1. Ports
  2. Port 2250

Port 2250 sits in the registered port range (1024–49151). These ports are assigned by the Internet Assigned Numbers Authority (IANA) to specific services and applications, distinguishing them from the well-known ports (0–1023) reserved for foundational protocols like HTTP, SSH, and DNS.

The IANA registry lists port 2250 as "remote-collab" on both TCP and UDP.1 That is the entirety of the official record. No RFC. No documentation. No company or developer associated with the registration. No known software that uses it.

This happens more often than you'd expect. The registered range has thousands of entries — some are thriving protocols, some are applications that were built and abandoned, and some appear to be names that were reserved but never developed. Port 2250 seems to fall into the last category.

What "Registered" Actually Means

Being in the registered range doesn't mean a port is actively used. It means someone, at some point, submitted a request to IANA claiming that name and number. Registration is not endorsement. It's not a guarantee the service exists. It's closer to staking a claim — and claims can go unclaimed.

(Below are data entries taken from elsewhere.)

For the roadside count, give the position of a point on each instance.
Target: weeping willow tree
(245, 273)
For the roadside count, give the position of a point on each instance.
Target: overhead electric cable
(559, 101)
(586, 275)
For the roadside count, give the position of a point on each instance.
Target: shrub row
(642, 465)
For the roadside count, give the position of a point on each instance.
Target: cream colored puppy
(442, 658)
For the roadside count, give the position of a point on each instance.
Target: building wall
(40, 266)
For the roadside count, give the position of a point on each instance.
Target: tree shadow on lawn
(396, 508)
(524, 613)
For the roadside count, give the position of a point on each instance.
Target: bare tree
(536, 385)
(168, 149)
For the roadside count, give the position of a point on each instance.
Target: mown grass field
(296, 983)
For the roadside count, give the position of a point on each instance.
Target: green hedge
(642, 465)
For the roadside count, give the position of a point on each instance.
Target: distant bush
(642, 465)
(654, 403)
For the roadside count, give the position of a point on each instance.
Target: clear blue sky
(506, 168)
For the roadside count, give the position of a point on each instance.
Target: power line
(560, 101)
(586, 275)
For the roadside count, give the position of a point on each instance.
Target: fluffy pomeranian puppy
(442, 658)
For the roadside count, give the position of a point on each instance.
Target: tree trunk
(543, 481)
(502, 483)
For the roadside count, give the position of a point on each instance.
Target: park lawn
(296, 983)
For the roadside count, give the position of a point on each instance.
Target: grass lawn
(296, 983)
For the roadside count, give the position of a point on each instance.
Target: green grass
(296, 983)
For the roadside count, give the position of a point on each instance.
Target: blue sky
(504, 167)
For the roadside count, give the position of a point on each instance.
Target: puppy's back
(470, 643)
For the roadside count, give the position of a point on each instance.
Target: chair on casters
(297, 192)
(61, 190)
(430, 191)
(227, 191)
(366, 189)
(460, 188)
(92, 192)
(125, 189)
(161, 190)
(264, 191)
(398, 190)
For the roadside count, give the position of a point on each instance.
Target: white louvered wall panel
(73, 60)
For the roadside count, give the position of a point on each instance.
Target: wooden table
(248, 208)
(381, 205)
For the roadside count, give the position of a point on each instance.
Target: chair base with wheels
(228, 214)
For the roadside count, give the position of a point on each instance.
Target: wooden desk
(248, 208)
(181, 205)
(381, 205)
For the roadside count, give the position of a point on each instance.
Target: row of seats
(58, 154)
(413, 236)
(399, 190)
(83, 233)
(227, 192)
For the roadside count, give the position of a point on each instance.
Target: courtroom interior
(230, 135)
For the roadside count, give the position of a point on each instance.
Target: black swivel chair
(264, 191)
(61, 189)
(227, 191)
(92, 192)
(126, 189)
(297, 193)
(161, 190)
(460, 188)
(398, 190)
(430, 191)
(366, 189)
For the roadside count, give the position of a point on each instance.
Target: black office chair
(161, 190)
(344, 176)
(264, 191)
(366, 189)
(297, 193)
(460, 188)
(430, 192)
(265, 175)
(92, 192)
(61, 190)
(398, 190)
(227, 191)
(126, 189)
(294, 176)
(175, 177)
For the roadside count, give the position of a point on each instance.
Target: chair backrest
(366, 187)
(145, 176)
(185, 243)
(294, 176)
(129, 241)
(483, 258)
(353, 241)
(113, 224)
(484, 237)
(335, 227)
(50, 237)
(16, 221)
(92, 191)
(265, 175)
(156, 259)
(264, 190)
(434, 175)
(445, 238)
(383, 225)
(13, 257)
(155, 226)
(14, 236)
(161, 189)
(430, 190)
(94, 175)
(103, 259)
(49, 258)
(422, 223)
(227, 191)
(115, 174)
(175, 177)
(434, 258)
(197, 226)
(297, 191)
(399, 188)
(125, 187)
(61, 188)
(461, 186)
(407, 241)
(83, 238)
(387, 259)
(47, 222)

The practical upshot: if you see traffic on port 2250, it's almost certainly something specific to your environment — an application that chose this port for its own reasons, a configuration that landed here by default, or a misconfiguration. It is not a recognized standard.

How to See What's Using It

If port 2250 is open on a machine you manage, you can identify what's listening:

On Linux or macOS:

sudo ss -tlnp | grep 2250
# or
sudo lsof -i :2250

On Windows:

netstat -ano | findstr :2250

The output will show the process ID. From there, you can look up the process name and trace it back to the application.

Why Unassigned-in-Practice Ports Matter

Port numbers are a finite resource — 65,535 of them, shared across every protocol and application on the Internet. The registered range is meant to prevent collisions: two applications accidentally using the same port and interfering with each other. But the system only works when registrations are maintained and documented.

Ports like 2250 — registered but mysterious — are a mild form of namespace pollution. They hold a number without providing any value, and they make it harder to reason about what traffic on that port might mean.

If you're a developer choosing a port for an internal service, avoid registered ports with no documentation. You can't know whether some future application will legitimately claim the name, and if it does, you'll have a collision on your hands.